Bush deshalb bereits abzuschreiben wäre sicherlich verfehlt. Es ist hier nur von Anfang an eine unterschiedliche Strategie zu konstatieren. Die anderen Kandidaten verfolgen als primäres Ziel vorerst lediglich den Sieg im Vorwahlkampf. Bush hingegen bereitet sich eigentlich schon auf die Endrunde gegen den demokratischen Kandidaten vor. Dass er dabei gute Arbeit leistet, beweist eine andere Umfrage.
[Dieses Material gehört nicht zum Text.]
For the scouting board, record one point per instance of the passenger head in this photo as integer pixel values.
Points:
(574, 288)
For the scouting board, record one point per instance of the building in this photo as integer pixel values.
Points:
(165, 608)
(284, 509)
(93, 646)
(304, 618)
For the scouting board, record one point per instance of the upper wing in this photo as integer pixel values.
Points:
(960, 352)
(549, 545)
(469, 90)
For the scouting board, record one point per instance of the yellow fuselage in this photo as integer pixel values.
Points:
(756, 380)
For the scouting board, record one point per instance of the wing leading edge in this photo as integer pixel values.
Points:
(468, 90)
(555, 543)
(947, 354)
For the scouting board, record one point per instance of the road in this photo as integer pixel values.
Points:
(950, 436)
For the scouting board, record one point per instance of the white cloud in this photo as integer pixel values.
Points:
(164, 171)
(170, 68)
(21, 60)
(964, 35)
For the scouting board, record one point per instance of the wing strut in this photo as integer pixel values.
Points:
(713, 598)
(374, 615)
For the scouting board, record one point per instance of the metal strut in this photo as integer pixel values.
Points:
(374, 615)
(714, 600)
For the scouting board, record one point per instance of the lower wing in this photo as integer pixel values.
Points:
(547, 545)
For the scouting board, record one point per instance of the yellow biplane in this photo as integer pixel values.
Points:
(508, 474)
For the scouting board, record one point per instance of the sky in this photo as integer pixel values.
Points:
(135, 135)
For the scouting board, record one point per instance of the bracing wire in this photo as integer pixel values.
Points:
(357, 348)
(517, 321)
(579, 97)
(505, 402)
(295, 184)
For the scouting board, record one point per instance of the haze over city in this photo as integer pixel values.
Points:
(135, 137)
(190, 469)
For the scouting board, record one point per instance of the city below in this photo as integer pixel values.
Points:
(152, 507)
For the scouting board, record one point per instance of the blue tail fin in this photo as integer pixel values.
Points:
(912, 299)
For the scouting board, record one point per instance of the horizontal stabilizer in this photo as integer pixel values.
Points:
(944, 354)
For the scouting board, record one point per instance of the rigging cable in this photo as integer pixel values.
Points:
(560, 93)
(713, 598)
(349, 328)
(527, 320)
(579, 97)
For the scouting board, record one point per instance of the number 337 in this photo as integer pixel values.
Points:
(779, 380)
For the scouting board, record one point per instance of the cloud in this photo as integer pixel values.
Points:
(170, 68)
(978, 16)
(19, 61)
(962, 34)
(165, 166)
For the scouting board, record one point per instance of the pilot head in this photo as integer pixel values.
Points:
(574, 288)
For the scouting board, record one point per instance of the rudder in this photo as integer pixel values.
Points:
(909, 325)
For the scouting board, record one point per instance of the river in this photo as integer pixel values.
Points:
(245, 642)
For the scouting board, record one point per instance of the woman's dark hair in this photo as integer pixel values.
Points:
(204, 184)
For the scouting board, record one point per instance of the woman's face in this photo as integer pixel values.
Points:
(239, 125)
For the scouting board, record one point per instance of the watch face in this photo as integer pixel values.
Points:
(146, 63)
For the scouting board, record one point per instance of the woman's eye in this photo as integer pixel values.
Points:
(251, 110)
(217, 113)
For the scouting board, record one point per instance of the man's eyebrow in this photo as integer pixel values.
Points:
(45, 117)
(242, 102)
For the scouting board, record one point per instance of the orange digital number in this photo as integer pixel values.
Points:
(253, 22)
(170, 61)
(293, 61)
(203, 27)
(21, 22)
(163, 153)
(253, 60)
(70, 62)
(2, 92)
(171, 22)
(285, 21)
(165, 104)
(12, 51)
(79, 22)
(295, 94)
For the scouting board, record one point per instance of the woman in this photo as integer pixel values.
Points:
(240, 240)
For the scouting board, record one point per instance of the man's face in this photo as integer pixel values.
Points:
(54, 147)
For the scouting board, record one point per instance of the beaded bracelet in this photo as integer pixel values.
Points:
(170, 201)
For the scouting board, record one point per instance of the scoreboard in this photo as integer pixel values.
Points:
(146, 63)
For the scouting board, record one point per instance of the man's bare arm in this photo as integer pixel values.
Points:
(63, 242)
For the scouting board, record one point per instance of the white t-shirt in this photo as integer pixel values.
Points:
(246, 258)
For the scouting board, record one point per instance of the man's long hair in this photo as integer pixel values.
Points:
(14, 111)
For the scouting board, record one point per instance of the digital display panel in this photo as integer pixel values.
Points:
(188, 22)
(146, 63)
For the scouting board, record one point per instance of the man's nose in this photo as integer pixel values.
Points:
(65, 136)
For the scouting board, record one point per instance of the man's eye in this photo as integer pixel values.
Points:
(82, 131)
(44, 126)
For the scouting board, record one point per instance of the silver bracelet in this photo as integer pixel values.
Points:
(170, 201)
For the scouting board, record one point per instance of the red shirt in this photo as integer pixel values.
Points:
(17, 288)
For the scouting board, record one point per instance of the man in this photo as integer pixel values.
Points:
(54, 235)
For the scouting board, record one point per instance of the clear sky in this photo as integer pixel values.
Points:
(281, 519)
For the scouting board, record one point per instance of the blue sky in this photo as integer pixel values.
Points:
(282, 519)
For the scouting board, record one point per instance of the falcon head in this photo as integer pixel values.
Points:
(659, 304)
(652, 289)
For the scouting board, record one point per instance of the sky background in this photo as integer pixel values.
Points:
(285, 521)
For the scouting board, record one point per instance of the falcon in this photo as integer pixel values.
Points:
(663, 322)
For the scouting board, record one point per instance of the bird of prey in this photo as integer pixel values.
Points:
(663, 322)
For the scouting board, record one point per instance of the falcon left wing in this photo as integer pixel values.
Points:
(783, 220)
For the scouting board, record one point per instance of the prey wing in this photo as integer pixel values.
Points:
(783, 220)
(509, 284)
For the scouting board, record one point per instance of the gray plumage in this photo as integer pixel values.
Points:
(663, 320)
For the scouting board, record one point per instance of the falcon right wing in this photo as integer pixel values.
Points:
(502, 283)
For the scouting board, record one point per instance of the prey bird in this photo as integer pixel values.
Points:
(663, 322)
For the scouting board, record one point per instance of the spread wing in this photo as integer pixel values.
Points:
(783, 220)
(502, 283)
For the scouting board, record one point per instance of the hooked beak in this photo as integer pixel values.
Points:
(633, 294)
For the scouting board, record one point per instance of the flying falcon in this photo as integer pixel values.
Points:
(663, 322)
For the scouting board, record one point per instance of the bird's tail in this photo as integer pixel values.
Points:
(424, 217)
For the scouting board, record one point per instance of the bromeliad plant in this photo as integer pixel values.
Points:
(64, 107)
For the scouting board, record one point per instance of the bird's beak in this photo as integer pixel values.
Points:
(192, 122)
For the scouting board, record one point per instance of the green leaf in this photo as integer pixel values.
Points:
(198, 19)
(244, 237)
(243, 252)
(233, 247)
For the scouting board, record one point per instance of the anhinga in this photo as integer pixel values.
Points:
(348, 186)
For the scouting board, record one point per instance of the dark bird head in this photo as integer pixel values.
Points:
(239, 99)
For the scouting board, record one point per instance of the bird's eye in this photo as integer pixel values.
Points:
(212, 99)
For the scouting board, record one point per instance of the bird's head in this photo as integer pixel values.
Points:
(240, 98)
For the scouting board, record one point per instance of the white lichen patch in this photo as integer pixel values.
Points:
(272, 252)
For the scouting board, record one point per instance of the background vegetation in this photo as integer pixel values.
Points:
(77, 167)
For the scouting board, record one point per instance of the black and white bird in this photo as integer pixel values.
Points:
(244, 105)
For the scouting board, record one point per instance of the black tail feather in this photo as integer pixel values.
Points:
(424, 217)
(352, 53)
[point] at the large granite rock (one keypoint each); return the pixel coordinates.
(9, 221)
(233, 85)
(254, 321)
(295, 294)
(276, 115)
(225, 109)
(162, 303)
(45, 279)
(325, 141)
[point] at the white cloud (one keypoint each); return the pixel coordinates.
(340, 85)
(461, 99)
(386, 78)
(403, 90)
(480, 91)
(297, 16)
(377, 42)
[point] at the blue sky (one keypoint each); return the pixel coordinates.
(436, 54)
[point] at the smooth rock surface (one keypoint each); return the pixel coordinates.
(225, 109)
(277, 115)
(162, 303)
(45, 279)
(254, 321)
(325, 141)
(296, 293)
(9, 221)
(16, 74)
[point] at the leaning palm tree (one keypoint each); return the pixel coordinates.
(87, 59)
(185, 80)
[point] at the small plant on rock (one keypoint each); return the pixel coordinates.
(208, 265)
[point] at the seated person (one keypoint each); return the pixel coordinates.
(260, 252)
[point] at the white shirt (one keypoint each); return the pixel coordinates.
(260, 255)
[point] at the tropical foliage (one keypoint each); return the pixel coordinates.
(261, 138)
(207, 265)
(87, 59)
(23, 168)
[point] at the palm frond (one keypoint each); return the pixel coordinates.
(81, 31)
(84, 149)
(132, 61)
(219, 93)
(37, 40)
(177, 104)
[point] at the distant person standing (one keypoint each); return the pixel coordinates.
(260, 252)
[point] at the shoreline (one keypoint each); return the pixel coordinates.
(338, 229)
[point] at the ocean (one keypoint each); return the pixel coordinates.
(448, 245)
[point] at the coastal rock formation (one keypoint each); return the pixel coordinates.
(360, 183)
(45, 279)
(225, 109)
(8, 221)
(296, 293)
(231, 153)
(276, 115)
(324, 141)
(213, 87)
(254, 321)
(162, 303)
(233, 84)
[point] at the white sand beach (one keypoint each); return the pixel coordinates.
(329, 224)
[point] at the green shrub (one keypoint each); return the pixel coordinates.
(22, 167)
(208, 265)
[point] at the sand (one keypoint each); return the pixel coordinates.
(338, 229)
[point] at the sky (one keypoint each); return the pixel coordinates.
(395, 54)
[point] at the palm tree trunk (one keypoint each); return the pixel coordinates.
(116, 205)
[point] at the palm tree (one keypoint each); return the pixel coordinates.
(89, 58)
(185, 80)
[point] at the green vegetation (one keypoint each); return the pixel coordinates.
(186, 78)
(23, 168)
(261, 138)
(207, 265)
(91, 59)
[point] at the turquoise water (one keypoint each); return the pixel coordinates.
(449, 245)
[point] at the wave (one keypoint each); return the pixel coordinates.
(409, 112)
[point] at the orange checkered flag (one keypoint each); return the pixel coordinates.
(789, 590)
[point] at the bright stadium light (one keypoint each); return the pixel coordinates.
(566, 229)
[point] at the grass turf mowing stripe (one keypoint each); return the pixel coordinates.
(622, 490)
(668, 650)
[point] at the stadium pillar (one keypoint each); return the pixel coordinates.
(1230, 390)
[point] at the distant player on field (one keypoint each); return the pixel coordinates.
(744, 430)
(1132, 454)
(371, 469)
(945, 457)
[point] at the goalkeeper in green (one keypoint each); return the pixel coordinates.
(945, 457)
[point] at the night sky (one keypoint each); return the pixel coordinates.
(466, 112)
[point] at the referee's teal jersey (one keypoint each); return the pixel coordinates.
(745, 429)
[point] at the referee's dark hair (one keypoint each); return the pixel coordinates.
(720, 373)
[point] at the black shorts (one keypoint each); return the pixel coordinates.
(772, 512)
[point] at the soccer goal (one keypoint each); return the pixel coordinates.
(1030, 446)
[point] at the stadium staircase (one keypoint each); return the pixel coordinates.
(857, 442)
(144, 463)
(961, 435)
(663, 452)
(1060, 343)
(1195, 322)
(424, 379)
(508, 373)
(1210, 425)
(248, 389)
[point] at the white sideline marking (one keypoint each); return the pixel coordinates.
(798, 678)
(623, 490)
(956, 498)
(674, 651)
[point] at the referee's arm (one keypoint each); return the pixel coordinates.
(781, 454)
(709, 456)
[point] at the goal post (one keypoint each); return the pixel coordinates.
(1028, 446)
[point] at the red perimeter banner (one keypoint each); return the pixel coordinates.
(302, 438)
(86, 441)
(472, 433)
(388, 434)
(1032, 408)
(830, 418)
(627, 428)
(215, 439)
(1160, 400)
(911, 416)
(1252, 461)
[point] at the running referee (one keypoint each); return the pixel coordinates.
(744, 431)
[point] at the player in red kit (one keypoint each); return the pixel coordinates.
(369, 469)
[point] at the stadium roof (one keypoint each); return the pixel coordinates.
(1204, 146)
Im Vergleich mit Clintonliegt Bush voran

Im direkten Vergleich mit der wahrscheinlichen Kandidatin der Demokraten, Hillary Clinton, hat Bush erfolgreich das Feld von hinten aufgerollt. Im März 2014 lag sie noch beeindruckend mit 13,5 Prozentpunkten voran: 51,5 Prozent hatte sie gegenüber Bush mit 38 Prozent. Diesen Vorsprung hat der Republikaner Monat für Monat beharrlich weggeknabbert, bis er es im Oktober erstmals geschafft hat Clinton zu überholen. Derzeit liegt er mit 44,8 zu 43,2 mit 1,6 Prozentpunkten vor ihr.

Das weist auf ein weiteres Phänomen hin: dass nämlich die Klientel bei der Vorwahl und auf nationaler Ebene zwei verschieden Paar Schuhe sind. Bei den Vorwahlen geht es um die Mobilisierung der Parteibasis und das schafft oftmals am besten der Kandidat, der die extremsten Positionen vertritt und markigsten Sprüche liefert. Doch um Präsident zu werden, benötigt es ein anderes Publikum. Je weiter ein Kandidat das politische Extrem ansteuert, um die Parteifundis abzuholen, umso schwerer hat er es später, die Kurve zu nehmen und zur Mitte zu kommen, in der die entscheidenden Wähler warten. Das ist sicherlich einer der Gründe, warum Bush sich nicht zu weit hinauslehnen will und dafür derzeit in den Umfragen hinterherhechelt. Vorerst ist das nicht weiter schlimm. Ein Blick in die Vergangenheit zeigt: Bei den Republikanern hat in den letzten Jahrzehnten gerade jener Kandidat nicht die Nominierung geschafft, der die erste Vorwahl gewonnen hat.

Bush muss mit seinen Kräften nicht nur in politischer, sondern auch in ökonomischer Hinsicht haushalten, will er - so er das republikanische Ticket löst - im Endspurt gegen Clinton nicht verrecken. Bush hat von seinen 128 Millionen erst 20 ausgegeben, also etwas mehr als 15 Prozent. Zum Vergleich: Der derzeit führende Donald Trump hat fast 100 Prozent seiner gesammelten 5,8 Millionen Wahlkampfdollar bereits verpulvert. Auch Ben Carson hat schon zwei Drittel seiner 37 Millionen ausgegeben. Bei Hillary Clinton ist die Hälfte ihrer 98 Millionen weg.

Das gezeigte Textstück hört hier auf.